Home Speciale Approfondimenti TFF36: Wildlife – La recensione

TFF36: Wildlife – La recensione

Viene presentata in anteprima nazionale al Torino Film Festival, la primissima esperienza di regia per il giovane attore Paul Dano, che dopo grandi apparizioni in film, come Il petroliere, decide di intraprendere questa strada con Wildlife.

Un esordio alla regia convincente per la sicurezza nei propri mezzi che si intuisce scena dopo scena, inquadratura dopo inquadratura.
Tutta l’impostazione è perfettamente bilanciata e la camera fissa ci rende partecipi di tutto ciò che succede, senza dirci né di più né meno di ciò che sanno i personaggi.
Il film racconta la crisi matrimoniale di una coppia di genitori dal punto di vista del figlio adolescente Joe, ed è ambientato nel Montana del 1960.
Jerry (il padre) perde il lavoro di attendente presso il locale campo da golf, così la consorte Jeannette, poco felice del recente trasferimento nella cittadina del Montana, decide allora di abbandonare la vita domestica per insegnare nuoto.

Ma Jerry smette presto di cercare un altro impiego e inizia a bere, mostrando chiari segni di una depressione.
Mentre nei boschi della regione arde minaccioso un vasto incendio, Jerry decide, di abbandonare la casa e arruolarsi nei vigili del fuoco, sperando così di rendersi utile, e di sembrare migliore agli occhi della famiglia.
Dano si serve di due grandissimi attori: nei panni del padre, Jake Gyllenhaal, e della madre, Carey Mulligan.

Ma la vera chicca è Ed Oxenbould, che interpreta il figlio Joe.
Il ragazzo, così come il film, non prende mai posizione, restando un testimone muto della fine di un’epoca aurea (gli anni 50) e della lenta decadenza della sua famiglia.
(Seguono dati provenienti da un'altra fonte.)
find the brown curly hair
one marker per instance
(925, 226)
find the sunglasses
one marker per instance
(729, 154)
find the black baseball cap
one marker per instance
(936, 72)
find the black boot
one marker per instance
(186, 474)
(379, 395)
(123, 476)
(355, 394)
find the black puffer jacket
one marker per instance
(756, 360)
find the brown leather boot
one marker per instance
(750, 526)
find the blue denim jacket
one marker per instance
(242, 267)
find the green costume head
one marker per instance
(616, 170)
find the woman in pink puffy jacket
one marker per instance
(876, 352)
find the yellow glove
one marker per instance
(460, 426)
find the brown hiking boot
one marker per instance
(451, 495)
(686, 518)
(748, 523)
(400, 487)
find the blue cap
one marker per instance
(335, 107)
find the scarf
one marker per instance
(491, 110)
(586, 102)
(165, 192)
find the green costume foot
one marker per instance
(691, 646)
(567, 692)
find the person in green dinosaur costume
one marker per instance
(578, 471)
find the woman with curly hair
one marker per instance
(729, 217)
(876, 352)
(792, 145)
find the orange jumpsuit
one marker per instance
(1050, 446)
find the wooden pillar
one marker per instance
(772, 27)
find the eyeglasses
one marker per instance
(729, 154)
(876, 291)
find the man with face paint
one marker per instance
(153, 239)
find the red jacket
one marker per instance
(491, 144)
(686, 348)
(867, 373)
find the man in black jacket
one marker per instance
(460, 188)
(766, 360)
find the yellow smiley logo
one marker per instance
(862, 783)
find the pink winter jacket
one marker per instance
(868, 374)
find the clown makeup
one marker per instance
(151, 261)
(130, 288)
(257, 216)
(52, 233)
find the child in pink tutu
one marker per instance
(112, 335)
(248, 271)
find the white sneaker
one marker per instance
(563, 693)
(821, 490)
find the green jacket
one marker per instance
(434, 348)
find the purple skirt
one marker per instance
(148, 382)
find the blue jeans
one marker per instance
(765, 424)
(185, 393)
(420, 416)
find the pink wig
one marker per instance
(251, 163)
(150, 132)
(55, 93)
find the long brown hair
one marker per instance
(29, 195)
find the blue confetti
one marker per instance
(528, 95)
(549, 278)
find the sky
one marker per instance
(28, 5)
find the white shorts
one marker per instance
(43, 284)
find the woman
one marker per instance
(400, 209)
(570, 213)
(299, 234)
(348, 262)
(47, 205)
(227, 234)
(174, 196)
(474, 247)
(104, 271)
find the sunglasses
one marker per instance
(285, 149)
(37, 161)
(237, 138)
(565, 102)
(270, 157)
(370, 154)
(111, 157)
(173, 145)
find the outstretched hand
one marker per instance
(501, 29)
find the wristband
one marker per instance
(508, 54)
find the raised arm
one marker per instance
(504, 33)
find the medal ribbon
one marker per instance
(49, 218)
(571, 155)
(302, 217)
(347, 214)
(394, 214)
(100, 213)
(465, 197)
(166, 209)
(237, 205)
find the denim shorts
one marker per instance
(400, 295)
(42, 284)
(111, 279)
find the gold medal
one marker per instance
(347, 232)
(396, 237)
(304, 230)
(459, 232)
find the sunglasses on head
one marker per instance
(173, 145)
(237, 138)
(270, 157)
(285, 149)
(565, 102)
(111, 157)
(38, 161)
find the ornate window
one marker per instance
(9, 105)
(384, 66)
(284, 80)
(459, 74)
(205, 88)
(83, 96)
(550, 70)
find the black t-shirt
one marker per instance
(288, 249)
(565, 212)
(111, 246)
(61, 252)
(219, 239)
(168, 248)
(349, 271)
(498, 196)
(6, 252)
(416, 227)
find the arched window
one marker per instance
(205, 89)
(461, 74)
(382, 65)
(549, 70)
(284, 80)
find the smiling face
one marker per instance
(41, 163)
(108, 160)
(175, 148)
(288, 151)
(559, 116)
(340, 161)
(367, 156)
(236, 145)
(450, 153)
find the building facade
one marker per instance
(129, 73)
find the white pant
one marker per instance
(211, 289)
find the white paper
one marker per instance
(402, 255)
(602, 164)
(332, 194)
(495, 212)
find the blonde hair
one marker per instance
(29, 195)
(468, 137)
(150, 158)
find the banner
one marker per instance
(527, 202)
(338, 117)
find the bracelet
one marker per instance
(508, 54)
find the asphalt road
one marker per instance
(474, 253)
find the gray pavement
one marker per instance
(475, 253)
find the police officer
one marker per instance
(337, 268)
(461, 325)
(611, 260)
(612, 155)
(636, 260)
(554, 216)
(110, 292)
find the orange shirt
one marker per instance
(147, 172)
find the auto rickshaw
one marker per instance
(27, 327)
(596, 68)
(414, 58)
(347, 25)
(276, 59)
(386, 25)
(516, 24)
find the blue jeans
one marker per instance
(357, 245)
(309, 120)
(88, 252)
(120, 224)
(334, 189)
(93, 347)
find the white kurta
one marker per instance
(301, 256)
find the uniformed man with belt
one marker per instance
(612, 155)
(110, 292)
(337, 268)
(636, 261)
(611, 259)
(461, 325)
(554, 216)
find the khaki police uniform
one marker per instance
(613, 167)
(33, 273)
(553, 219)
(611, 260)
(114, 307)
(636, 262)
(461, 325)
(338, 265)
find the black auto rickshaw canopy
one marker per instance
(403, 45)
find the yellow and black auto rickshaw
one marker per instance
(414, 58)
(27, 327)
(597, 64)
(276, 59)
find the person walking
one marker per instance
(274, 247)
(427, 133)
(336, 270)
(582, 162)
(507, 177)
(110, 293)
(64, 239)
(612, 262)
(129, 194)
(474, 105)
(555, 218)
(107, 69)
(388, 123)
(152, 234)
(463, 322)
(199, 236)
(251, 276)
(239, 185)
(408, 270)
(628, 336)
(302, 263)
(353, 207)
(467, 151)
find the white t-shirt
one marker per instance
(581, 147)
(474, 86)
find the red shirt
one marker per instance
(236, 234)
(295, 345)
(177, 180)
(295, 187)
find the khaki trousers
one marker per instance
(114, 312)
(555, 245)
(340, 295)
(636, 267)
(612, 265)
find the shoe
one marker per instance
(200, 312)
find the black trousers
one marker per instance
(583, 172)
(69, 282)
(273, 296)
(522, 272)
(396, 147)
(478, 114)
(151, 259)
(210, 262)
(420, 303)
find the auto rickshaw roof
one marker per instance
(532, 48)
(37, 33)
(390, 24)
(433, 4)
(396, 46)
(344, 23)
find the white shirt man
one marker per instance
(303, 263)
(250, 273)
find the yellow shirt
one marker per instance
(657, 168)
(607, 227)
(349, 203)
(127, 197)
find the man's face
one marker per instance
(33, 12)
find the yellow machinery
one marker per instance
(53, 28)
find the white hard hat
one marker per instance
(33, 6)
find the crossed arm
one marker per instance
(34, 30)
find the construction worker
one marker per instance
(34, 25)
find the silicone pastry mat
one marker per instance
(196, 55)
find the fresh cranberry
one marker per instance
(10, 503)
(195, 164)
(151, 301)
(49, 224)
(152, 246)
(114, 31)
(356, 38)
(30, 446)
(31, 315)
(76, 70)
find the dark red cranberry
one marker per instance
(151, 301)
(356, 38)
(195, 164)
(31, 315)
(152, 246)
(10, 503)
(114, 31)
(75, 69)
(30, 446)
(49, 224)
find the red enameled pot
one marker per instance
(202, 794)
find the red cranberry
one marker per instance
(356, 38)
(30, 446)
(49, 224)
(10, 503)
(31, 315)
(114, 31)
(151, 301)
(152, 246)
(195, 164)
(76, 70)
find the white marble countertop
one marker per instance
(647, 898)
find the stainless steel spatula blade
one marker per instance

Muto come la maggior parte della colonna sonora; il silenzio viene usato come simbolo, ed è predominante lungo tutto il film.

Uno stile asciutto, senza filtri e soprattutto senza retorica inutile.

Wildlife si presenta come film piccolo e intimo, ma che nella sua natura contenuta è profondamente emozionante.
Più di tanti altri film immeritatamente celebrati.